Óscar Dominguez


El correo electrónico enterró las cartas manuscritas. Los carteros de hoy solo entregan prosaicas cuentas de servicios, áridos extractos bancarios, notificaciones de un juzgado que nos busca por pisotear incisos, o de las autoridades que nos persiguen por no respetar la cebra.
Los perros se han quedado sin a quién morder. Por debajo de la puerta no se oye el murmullo de la carta que viene de lejos.
Nada que huela a poesía, ternura, amistad, nostalgias, volvió a llegar. Vivimos el bostezo de los buzones.
En casa, gracias a una hermana coleccionista de olvidos, conservamos las cartas dibujadas que mi padre le escribía a su frágil Dulcinea, María Genoveva, nuestra fallecida madre.
Eran cartas en tinta negra, como los trajes con los que se casaron con otras veinte parejas una fría madrugada de 1942. Lástima no conservar el encabador con que el novio se despedía de su amada con metáforas como ésta: “Y sin más, recibe en la humilde queja de un suspiro, mi doliente corazón”.
También conservo las cartas de mi madre cuando estudiaba para papa en La Linda, aquí abajito de Manizales. Sus cartas empezaban siempre así: “Recordado hijo”, y por ahí se metía.
Un párrafo después me estaba tirando línea: Manéjese bien, estudie, no pelee, no juegue tanto fútbol, mérmele a su ajedrez, no se junte con malas compañías, rece al levantarse y al acostarse, no olvide confesarse y comulgar, lea, respete a los mayores...

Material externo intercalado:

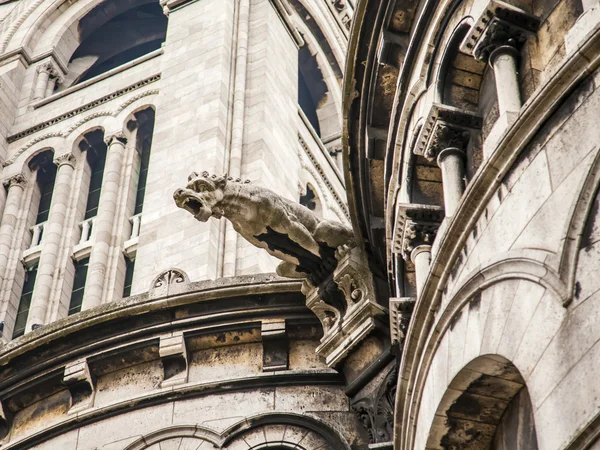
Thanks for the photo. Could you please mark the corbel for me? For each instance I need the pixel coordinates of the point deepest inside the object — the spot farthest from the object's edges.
(444, 127)
(173, 353)
(275, 345)
(81, 384)
(416, 225)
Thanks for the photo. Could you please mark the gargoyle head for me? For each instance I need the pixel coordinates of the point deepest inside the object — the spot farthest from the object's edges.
(201, 195)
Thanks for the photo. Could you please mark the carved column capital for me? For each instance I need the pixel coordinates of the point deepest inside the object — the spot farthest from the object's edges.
(67, 158)
(16, 180)
(500, 25)
(416, 225)
(445, 127)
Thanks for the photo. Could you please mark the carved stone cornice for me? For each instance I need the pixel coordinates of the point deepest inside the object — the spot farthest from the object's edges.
(117, 136)
(16, 180)
(67, 158)
(500, 24)
(445, 127)
(416, 225)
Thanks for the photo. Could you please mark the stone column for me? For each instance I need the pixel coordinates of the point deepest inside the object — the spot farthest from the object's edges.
(103, 224)
(414, 234)
(495, 37)
(53, 231)
(16, 187)
(504, 61)
(451, 162)
(421, 258)
(445, 137)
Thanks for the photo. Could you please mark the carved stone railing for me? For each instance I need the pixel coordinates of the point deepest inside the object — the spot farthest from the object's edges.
(345, 304)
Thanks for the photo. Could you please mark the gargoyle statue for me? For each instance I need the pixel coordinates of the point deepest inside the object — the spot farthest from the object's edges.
(287, 230)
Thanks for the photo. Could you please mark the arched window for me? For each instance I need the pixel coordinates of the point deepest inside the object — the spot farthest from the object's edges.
(109, 41)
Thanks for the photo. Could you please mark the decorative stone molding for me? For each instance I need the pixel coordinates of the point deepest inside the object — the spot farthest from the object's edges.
(275, 345)
(376, 413)
(67, 158)
(173, 353)
(16, 180)
(416, 225)
(84, 108)
(81, 384)
(445, 127)
(117, 136)
(500, 24)
(400, 313)
(345, 304)
(171, 276)
(5, 421)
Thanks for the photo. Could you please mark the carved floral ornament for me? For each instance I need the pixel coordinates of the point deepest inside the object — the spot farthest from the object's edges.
(171, 276)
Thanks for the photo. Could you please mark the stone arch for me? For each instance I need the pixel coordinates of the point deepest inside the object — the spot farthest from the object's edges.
(285, 430)
(476, 409)
(177, 437)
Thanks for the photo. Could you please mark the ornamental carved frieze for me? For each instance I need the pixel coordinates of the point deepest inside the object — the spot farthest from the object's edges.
(171, 276)
(500, 24)
(400, 314)
(415, 225)
(376, 412)
(445, 127)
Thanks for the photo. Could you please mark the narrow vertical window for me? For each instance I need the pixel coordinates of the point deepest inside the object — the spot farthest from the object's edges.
(141, 189)
(129, 267)
(145, 119)
(25, 302)
(96, 158)
(78, 286)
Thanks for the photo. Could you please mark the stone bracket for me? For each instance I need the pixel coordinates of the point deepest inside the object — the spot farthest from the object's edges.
(81, 384)
(445, 127)
(5, 420)
(499, 24)
(415, 225)
(173, 353)
(346, 326)
(275, 345)
(400, 313)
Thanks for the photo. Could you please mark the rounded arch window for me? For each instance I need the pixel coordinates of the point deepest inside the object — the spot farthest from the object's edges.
(111, 41)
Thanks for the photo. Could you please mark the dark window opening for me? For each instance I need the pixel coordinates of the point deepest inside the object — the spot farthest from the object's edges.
(25, 302)
(146, 127)
(109, 41)
(129, 268)
(312, 90)
(96, 157)
(78, 286)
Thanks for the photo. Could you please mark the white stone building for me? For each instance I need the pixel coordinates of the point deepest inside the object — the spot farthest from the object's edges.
(126, 323)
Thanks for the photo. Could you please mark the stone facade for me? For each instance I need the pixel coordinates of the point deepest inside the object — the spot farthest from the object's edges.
(124, 322)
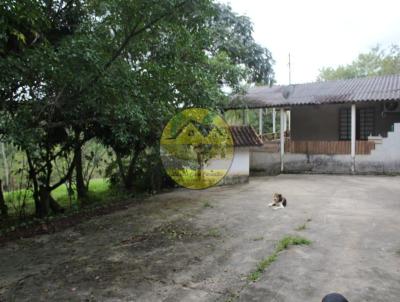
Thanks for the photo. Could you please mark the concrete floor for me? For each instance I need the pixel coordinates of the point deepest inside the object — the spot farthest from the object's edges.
(201, 245)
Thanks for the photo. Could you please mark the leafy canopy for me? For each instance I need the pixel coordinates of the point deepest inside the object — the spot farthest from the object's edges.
(376, 62)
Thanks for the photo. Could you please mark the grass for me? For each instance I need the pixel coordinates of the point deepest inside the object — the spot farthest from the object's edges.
(206, 204)
(214, 232)
(99, 192)
(282, 245)
(301, 227)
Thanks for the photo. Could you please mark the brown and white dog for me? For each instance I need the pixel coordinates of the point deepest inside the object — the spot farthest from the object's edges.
(279, 202)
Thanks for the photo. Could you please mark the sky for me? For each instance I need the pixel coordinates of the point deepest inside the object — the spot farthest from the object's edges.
(319, 33)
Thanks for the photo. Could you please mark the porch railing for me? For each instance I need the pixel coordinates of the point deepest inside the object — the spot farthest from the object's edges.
(328, 147)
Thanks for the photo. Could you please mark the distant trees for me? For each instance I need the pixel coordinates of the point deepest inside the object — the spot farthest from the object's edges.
(115, 71)
(376, 62)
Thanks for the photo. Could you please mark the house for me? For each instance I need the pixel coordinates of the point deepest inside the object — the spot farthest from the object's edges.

Del ajedrez de mi vida sentimental conservo cartas de algunas novias, todas bellas. Con el perdón de las feas, no tuve puntería para ellas.

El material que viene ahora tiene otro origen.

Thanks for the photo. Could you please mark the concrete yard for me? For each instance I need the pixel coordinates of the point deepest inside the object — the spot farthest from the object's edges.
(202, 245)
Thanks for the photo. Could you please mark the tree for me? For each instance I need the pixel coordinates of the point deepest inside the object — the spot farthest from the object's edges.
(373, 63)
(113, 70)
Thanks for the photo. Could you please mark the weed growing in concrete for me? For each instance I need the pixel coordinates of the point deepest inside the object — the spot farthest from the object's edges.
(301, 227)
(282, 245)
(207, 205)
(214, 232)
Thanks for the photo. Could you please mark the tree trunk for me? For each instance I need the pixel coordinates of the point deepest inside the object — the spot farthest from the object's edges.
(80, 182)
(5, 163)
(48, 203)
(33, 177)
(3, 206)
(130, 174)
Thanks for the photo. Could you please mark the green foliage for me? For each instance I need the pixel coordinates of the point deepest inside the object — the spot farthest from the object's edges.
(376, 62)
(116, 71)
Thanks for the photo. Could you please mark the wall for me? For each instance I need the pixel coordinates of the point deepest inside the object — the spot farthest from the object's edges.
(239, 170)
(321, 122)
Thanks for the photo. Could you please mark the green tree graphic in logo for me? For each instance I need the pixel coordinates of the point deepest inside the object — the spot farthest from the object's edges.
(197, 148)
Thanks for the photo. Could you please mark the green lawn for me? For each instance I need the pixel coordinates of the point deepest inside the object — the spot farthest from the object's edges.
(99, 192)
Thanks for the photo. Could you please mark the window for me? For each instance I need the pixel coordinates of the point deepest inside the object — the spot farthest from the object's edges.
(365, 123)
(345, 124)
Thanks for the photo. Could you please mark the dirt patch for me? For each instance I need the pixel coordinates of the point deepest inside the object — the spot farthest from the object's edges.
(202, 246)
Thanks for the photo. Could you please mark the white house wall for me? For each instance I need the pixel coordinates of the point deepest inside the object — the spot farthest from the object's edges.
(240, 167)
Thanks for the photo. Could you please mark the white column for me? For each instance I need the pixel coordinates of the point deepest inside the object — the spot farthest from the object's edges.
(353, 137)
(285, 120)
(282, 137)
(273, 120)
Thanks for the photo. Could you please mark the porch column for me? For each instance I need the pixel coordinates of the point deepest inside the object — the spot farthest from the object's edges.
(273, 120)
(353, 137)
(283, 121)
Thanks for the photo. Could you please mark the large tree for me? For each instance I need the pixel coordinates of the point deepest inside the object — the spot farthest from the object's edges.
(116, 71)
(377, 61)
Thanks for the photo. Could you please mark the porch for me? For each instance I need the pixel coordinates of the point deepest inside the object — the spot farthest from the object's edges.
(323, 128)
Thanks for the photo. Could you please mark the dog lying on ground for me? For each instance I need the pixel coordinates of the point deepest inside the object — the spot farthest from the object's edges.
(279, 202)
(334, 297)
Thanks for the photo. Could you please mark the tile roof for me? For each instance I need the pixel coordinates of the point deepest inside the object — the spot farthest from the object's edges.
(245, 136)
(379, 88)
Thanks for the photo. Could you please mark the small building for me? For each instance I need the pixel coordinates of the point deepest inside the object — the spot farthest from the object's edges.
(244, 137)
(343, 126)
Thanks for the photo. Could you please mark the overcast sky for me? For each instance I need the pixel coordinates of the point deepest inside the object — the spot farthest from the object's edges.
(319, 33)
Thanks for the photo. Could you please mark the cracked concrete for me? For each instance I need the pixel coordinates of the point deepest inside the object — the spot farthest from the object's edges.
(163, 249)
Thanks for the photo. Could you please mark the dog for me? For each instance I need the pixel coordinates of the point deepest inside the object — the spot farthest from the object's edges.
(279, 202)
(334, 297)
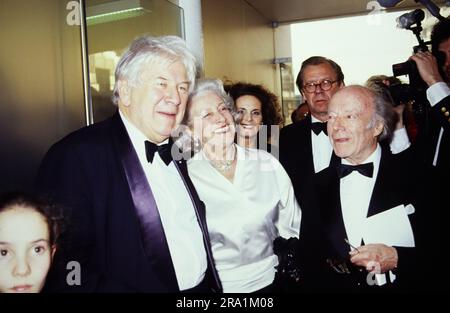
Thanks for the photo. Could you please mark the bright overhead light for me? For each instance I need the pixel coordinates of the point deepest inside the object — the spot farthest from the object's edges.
(114, 11)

Mi primer amor me despacha hacia el olvido con un encabezado que me dañó el desayuno de todas mis vidas. Dice con su caligrafía de pianista perfeccionada acariciando nocturnos de Chopin: “Óscar, examigo, ahora simplemente conocido”.
Guardo esa carta de destitución fulminante en el libro “Taquigrafía Gregg simplificada”, de pasta dura, colores rojo y amarillo pollito, en el que nos enviábamos la correspondencia gracias a la complicidad de una hermana mía. De ese amor queda ese libro de taquigrafía, convertido en fetiche, que me acompaña con fidelidad de perrito de la Víctor.
Otra chica que se ponía el Chanel de su hermana - como yo las gafas Ray Ban de mi hermano para parecer misterioso e interesante ante el hembraje-, me notifica: “Sufrirás, todo el que me hace sufrir, padecerá”.
Y otro amor, para no alardear más, se queja dulcemente porque deserté para irme a Bogotá detrás de “esa mona”. Me envió de regalo un beso estampado con “rouge”, como se llama al pintalabios en el tango de Larroca.
En una nota que escribí para la revista El Malpensante recordaba que Jesús el Nazareno también escribió a mano. Lo hizo en el episodio de la mujer adúltera que solo narra san Juan.
Vendería mi alma a Dios por saber qué escribió Chucho. Sospecho lo que escribió: “Estos tipos tienen huevo: ¿Cómo voy a condenar a este churro?”).